Eliyau Raba'da şöyle denilmektedir: Yer ve gök şahit olsun ki; ister Yahudi, ister gayr-ı Musevi (goy), kadın ya da erkek, köle ya da cariye her kişi kendi ameline göre (yaptığı işlere) değerlendirilecektir.
Musevilere göre, Musevi olmayan ama dürüst olanların kurtuluşuyla ilgili bu anlayış, Yahudiliğin sadece Yahudi ırkına ait olmasından kaynaklanmaz. Zira ırk olarak Yahudi olmayıp sonradan Yahudiliğe geçenler ile ırk olarak Yahudi olanlar arasında hiçbir fark yoktur.
Haham Yeremya "Tevrat hükümlerini uygulayan bir yabancının bir hahambaşına eşit düzeyde olduğunu bize bildiren nedir? Tevrat 'Bu, Kohenler’in, Levililer’in ve İsrail’in Tevratıdır' demez, 'Bu, tüm insanın Tevrat’ıdır' der. Ayrıca Tevrat 'Kapıları, sadece Levililer’e, Kohenler’e ve İsrailliler’e aç' değil 'İnançlı milletlerin girebilmesi için kapıları aç' buyurur demiştir.

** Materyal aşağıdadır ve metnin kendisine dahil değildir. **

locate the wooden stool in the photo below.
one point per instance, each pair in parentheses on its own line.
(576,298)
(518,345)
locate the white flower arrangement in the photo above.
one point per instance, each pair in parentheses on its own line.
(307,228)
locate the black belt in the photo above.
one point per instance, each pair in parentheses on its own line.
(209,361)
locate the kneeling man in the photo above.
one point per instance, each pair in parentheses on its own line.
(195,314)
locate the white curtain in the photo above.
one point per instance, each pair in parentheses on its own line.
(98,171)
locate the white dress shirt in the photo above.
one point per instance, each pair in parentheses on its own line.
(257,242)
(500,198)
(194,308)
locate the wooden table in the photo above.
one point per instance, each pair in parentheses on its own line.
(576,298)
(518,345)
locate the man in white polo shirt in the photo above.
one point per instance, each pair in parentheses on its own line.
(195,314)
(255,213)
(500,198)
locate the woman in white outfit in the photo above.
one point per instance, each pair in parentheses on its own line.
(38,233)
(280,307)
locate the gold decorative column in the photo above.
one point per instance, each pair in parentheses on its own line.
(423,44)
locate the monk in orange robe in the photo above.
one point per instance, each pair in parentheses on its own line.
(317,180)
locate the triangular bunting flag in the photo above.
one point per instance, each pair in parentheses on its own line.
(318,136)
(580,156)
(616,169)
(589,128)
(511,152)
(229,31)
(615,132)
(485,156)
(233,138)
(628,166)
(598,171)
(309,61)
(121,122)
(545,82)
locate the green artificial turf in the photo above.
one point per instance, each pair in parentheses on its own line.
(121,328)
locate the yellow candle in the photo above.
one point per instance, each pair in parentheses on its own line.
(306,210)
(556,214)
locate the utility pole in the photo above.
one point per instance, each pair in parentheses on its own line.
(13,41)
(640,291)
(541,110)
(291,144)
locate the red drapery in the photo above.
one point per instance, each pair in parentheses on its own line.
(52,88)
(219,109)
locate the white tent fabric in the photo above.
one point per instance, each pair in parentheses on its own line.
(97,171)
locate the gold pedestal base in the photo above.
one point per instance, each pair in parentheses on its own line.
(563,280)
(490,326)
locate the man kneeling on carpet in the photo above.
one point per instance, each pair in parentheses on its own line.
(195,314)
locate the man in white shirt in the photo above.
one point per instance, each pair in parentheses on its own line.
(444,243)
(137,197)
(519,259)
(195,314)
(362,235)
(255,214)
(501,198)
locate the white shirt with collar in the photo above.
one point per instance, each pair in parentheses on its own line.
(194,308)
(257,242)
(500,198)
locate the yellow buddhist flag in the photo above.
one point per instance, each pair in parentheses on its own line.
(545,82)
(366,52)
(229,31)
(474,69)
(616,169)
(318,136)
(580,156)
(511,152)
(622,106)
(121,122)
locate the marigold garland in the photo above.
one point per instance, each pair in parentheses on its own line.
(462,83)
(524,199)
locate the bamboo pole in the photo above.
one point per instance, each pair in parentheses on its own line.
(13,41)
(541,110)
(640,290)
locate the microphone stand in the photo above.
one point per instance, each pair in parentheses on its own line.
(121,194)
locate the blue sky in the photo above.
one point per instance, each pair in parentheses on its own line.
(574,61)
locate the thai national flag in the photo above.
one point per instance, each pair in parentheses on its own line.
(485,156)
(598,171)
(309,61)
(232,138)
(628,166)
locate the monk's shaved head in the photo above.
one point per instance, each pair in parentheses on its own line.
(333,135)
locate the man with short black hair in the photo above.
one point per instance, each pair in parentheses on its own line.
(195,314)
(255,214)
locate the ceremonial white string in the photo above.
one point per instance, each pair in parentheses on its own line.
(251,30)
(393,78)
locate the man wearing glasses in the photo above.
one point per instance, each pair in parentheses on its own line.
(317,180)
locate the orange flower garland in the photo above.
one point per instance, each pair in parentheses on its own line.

Bu yüzden Yahudilikte Nuh’un Yedi Evrensel Yasası’nı benimsemek kurtuluşun en kolay yolu kabul edilir. Çünkü Yahudi olmayanlar, Nuh'un Yedi Evrensel Yasası’nı yerine getirerek, kolaylıkla kurtuluşa erebilir ve cennet nimetlerinden faydalanabilirler. Oysa Museviler için cennete gitmek sadece bu 7 maddeye uymakla gerçekleşecek kadar kolay değildir. Tanrı Tevrat’ta Musevi’nin yapması ve yapmaması gereken toplam 613 Mitsvot (emir) sıralar ve Yahudilerin bunlara uymasını zorunlu kılar.
Bu sebeple Yahudilikte seçilmişlik bir üstünlük değil, daha çok bir yükümlülük ve sorumluluk anlamına gelmektedir.